Immunotherapy regimens for metastatic colorectal carcinomas.

Metastatic colorectal cancer (mCRC) is a leading cause of cancer-related mortality with a 5-year overall survival rate of 13%. Despite recent advances in cancer immunotherapy, only the minority of CRC patients (<15%) with microsatellite instability can potentially benefit from immune checkpoint inhibitors, the only immunotherapy currently approved for mCRC. In that context, there is an unmet need to improve survival in mCRC. Our ever-increasing understanding of the immune system and its interactions with cancer has allowed development of multiple strategies to potentially improve outcomes in the majority of mCRC patients. Various approaches to manipulate patient immunity to recognize and kill colorectal cancer cells are being explored simultaneously, with combination therapies likely being the most effective. Ideally, therapies would target tumor-restricted antigens selectively found in tumors, but shielded from immune attack in normal tissues, to mount an effective cytotoxic T-cell response, while also overcoming cellular and molecular inhibitory pathways, self-tolerance, and T-cell exhaustion. Here, we provide a brief overview of the most promising immunotherapy candidates in mCRC and their strategies to produce a lasting immune response and clinical benefit in patients with mCRC.

Colorectal cancer (CRC) is the 2nd leading cause of cancer related death in the United States. At diagnosis, 20% of CRC patients have distant metastasis (mCRC) and half of all recurrences are in the form of metastatic disease. The overall survival in mCRC is 13% at 5 years. Excluding oligometastatic disease, the first-line treatment in mCRC consists of fluoropyrimidines and oxaliplatin or irinotecan chemotherapeutic agents. Adding targeted agents like cetuximab, bevacizumab, or panitumumab offers a modest increase in overall survival. The accelerated development of cancer immunotherapy over the last decade has revolutionized the current landscape for many cancer types. Here, we discuss some of the most promising developments in immune checkpoint inhibitor therapies and tumor vaccines for mCRC.

As with viral antigens, tumor-associated antigens (TAAs) are degraded into small peptides which are ultimately packaged in the groove of newly synthesized major histocompatibility complex (MHC) class I and II molecules and delivered as peptide-MHC complexes to the cell membrane of antigen presenting cells (APCs). T cell receptors (TCRs) on CD8+ and CD4+ T cells recognize these peptide-MHC complexes, and in the presence of the appropriate costimulatory signals from APCs, such as CD80, CD86, CD40, CD137, OX40L, and others, this in turn leads to activation of the T cells to proliferate, acquire effector functions such as cytokine production and cytolysis, and to produce long-lasting memory responses. In this context, development of cancer vaccines is often limited by the discovery of TAAs which are ubiquitously expressed by the cancer cells and absent from normal cells or immunologically compartmentalized to prevent damage to normal tissues from cytotoxic T cells (CTLs).

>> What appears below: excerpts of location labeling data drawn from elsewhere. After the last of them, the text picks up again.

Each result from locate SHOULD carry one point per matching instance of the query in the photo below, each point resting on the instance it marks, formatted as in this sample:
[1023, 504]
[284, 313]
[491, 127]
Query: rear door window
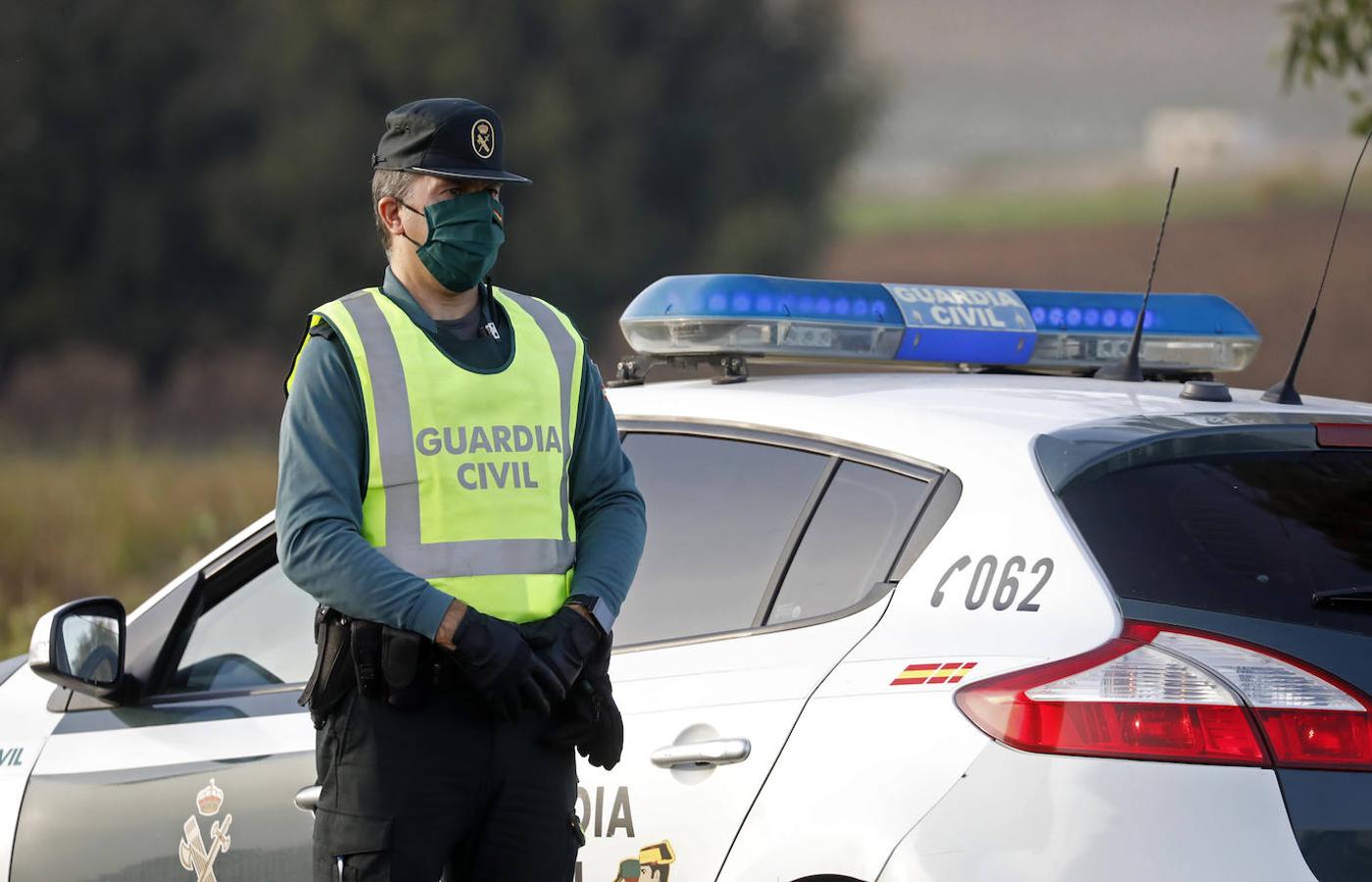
[719, 514]
[851, 542]
[1257, 534]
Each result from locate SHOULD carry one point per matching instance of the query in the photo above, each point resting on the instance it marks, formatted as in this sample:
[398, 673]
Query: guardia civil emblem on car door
[194, 855]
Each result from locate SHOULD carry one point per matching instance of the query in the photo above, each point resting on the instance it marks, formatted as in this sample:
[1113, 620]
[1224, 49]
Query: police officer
[453, 491]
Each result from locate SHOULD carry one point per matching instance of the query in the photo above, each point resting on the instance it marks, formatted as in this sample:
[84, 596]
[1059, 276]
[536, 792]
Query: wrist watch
[587, 603]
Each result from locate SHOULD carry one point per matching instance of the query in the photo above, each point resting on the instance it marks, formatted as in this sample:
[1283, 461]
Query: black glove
[504, 669]
[563, 641]
[590, 719]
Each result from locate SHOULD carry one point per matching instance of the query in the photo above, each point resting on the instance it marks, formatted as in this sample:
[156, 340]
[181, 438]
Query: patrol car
[1002, 621]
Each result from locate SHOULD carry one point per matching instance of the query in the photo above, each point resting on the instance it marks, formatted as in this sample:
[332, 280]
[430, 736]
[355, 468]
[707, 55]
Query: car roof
[951, 420]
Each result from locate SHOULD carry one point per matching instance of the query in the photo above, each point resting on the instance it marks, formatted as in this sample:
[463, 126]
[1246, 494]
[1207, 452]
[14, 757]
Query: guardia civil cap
[445, 136]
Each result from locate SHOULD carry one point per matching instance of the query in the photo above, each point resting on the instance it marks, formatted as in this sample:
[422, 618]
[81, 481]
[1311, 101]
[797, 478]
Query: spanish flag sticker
[933, 672]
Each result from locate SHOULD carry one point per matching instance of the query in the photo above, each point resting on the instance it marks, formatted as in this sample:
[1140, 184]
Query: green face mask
[466, 235]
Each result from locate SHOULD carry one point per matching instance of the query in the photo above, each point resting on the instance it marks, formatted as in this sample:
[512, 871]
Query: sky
[1004, 85]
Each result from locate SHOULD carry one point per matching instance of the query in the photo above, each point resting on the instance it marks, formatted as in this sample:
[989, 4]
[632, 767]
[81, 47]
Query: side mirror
[79, 645]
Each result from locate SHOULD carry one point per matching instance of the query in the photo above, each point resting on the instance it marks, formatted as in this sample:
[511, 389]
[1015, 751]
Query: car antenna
[1285, 391]
[1128, 368]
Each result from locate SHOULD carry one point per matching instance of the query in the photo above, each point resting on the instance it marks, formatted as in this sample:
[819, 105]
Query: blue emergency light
[815, 319]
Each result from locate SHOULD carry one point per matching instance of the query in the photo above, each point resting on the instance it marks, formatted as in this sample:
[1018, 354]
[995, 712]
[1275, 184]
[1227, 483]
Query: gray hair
[394, 184]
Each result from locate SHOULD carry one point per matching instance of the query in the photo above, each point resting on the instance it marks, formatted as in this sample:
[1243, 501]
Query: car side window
[719, 514]
[258, 635]
[851, 542]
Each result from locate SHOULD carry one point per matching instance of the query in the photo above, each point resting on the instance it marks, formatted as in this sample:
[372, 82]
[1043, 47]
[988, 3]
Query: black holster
[404, 655]
[333, 673]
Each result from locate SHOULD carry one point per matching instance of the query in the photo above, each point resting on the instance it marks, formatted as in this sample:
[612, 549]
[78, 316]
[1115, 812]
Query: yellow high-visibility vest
[468, 470]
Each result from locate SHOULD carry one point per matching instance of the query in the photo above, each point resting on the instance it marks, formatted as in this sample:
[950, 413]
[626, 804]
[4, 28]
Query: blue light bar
[813, 319]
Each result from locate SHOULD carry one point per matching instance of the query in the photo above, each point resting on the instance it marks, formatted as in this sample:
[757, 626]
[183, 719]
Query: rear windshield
[1248, 534]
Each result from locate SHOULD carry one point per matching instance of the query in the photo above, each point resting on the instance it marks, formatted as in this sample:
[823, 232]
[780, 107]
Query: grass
[990, 212]
[119, 521]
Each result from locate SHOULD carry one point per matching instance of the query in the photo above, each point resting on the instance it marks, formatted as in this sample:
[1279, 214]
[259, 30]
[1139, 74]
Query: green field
[116, 521]
[973, 212]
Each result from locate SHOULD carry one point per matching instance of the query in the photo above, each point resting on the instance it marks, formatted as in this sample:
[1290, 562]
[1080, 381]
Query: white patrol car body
[819, 747]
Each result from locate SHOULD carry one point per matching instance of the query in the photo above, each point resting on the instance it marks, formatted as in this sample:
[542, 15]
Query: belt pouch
[367, 659]
[402, 662]
[332, 675]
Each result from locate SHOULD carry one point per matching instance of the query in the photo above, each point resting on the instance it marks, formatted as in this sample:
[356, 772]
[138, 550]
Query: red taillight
[1344, 434]
[1152, 694]
[1319, 738]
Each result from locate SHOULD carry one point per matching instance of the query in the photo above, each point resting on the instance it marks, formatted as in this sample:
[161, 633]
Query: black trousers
[442, 792]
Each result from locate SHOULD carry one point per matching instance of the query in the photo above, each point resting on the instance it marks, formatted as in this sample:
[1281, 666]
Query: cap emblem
[483, 139]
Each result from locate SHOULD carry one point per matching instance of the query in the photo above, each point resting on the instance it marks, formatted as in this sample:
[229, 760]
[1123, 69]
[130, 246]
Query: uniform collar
[395, 290]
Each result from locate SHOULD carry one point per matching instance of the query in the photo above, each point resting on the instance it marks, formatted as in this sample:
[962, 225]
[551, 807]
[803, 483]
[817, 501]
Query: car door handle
[308, 799]
[717, 752]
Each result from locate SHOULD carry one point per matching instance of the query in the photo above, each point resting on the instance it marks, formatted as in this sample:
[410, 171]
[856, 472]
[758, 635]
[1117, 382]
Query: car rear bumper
[1033, 816]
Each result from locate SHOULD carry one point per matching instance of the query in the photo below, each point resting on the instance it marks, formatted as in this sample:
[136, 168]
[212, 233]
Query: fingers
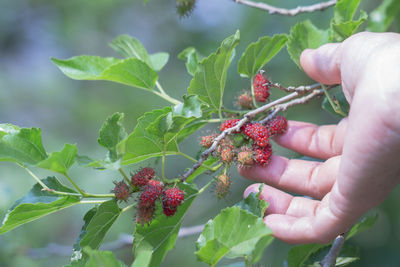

The efficacy of checkpoint inhibitors such as nivolumab and pembrolizumab has recently been established in microsatellite instability (MSI) CRC, likely reflecting the immunological benefit derived from abundancy of mutation-associated neoantigens that serve as targets of effector T cells. This hypothesis is further supported by the poor efficacy of checkpoint inhibitors in microsatellite stable (MSS) CRC. Moreover, distinct cancer immune phenotypes are increasingly being recognized, with tumors characterized by an “immune desert,” lacking CTLs due to an absence of T-cell priming, tolerance, and/or immunologic ignorance due to a paucity of neoantigens or presentation by APCs, as the most difficult to treat. Approximately 85% of CRC patients have MSS disease, and often produce an abundance of transforming growth factor (TFG)-β contributing to immunologic tolerance by activation of Foxp3+ regulatory T cells (Tregs) as well as activation of stromal elements in the tumor microenvironment that inhibit CTL penetration, such as myeloid-derived suppressor cells (MDSCs). Nevertheless, novel therapeutic combinations are being explored to increase the presentation of neoantigens in MSS CRC, such as dual immune checkpoint blockade with Durvalumab and Tremelimumab following targeted exposure to stereotactic body radiation therapy [ClinicalTrials.gov NCT03007407].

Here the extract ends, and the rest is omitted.